I make a sweet potato souffle that I’ve always thought tastes like a dessert. I finally decided to use that idea for an actual dessert, and the result was a smooth, rich cheesecake.
- 2 pounds sweet potatoes, halved
- 1 cup crushed gingersnap cookies (about 20 cookies)

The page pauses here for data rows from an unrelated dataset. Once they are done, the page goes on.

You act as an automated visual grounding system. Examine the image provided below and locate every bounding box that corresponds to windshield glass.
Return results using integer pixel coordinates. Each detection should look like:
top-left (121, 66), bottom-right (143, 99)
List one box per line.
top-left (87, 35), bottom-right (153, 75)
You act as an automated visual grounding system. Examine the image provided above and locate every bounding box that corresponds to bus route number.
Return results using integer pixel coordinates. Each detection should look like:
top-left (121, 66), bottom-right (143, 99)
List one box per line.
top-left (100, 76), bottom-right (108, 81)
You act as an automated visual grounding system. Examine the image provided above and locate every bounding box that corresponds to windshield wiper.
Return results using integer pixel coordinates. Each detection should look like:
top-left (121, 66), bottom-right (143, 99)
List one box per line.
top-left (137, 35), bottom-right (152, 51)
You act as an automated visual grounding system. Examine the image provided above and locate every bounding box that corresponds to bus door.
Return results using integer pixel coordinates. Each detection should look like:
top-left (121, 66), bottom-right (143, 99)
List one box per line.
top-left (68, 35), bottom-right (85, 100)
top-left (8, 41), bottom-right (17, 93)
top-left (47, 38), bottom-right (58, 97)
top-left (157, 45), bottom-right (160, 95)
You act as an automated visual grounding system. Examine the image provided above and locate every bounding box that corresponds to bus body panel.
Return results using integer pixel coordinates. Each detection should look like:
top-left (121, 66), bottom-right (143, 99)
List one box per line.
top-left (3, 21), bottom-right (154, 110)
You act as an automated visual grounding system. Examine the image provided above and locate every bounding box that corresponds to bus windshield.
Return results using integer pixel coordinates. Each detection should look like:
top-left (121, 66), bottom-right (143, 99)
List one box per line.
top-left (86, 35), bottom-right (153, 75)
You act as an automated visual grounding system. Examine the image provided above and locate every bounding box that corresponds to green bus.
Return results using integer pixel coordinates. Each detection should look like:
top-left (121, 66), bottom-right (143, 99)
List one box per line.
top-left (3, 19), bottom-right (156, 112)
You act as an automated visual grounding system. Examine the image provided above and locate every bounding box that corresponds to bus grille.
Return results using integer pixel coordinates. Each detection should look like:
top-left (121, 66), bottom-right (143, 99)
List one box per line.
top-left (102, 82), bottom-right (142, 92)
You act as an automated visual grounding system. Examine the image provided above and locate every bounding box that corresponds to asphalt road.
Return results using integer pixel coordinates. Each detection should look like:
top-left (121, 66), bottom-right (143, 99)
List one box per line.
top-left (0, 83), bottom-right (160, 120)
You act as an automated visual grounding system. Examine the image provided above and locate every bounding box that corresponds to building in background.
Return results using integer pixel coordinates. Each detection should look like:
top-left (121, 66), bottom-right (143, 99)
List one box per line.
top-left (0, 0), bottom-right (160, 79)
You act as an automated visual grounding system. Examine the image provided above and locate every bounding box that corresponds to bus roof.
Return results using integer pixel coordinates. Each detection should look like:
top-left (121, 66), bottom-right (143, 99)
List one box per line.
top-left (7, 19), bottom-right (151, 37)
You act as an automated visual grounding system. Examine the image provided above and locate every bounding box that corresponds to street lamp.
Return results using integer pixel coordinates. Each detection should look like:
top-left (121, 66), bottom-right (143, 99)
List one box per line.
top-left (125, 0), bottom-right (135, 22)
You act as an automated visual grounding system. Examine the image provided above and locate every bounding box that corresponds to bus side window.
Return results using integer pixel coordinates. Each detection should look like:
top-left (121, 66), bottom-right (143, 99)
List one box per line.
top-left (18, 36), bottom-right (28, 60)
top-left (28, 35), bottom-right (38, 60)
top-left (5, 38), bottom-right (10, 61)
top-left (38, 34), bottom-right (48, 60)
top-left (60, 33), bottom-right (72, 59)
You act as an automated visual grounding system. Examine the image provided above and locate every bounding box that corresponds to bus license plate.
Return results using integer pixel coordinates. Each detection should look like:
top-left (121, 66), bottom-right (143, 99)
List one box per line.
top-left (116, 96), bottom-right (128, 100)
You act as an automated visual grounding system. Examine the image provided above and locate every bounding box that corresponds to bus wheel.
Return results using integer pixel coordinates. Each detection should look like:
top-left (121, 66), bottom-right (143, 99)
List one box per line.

- 1 cup finely chopped macadamia nuts
- 1/4 cup butter, melted
- 3 packages (8 ounces each) cream cheese, softened
- 3/4 cup sugar
- 1/4 cup packed brown sugar
- 1/3 cup sour cream
- 1/4 cup heavy whipping cream
- 2 tablespoons butter, softened
- 2 teaspoons vanilla extract
- 1 teaspoon pumpkin pie spice
- 3 eggs, lightly beaten
- MARSHMALLOW SWIRL:
- 1 jar (7 ounces) marshmallow creme
- 4 ounces cream cheese, softened
- 1 egg, lightly beaten
- 4 teaspoons all-purpose flour
- 1 teaspoon vanilla extract
- Place sweet potatoes on a greased baking sheet, cut side down. Bake at 350° for 25-30 minutes or until tender. Cool slightly. Remove peel; place potatoes in a food processor. Cover and process until smooth. (There should be about 2 cups.)
- Place a greased 9-in. springform pan on a double thickness of heavy-duty foil (about 18 in. square). Securely wrap foil around pan.
- In a small bowl, combine the cookie crumbs, macadamia nuts and butter. Press onto the bottom of prepared pan. Place pan on a baking sheet. Bake at 350° for 15 minutes. Cool on a wire rack. Reduce heat to 325°.
- In a large bowl, beat cream cheese and sugars until smooth. Beat in the sour cream, whipping cream, butter, vanilla, pie spice and sweet potato puree. Add eggs; beat on low speed just until combined.
- In a small bowl, beat marshmallow creme, cream cheese, egg, flour and vanilla until smooth.
- Pour half the sweet potato mixture over crust. Pour half the marshmallow mixture over sweet potato mixture; swirl gently with a knife. Repeat with remaining batters.
- Place springform pan in a large baking pan; add 1-in. of hot water to larger pan. Bake at 325° for about 1-1/4 hours or until center is just set and top appears dull. Remove springform pan from water bath; remove foil. Cool cheesecake on a wire rack for 10 minutes. Carefully run a knife around edge to loosen; cool 1 hour longer. Refrigerate overnight. Remove sides of pan. Yield: 16 servings.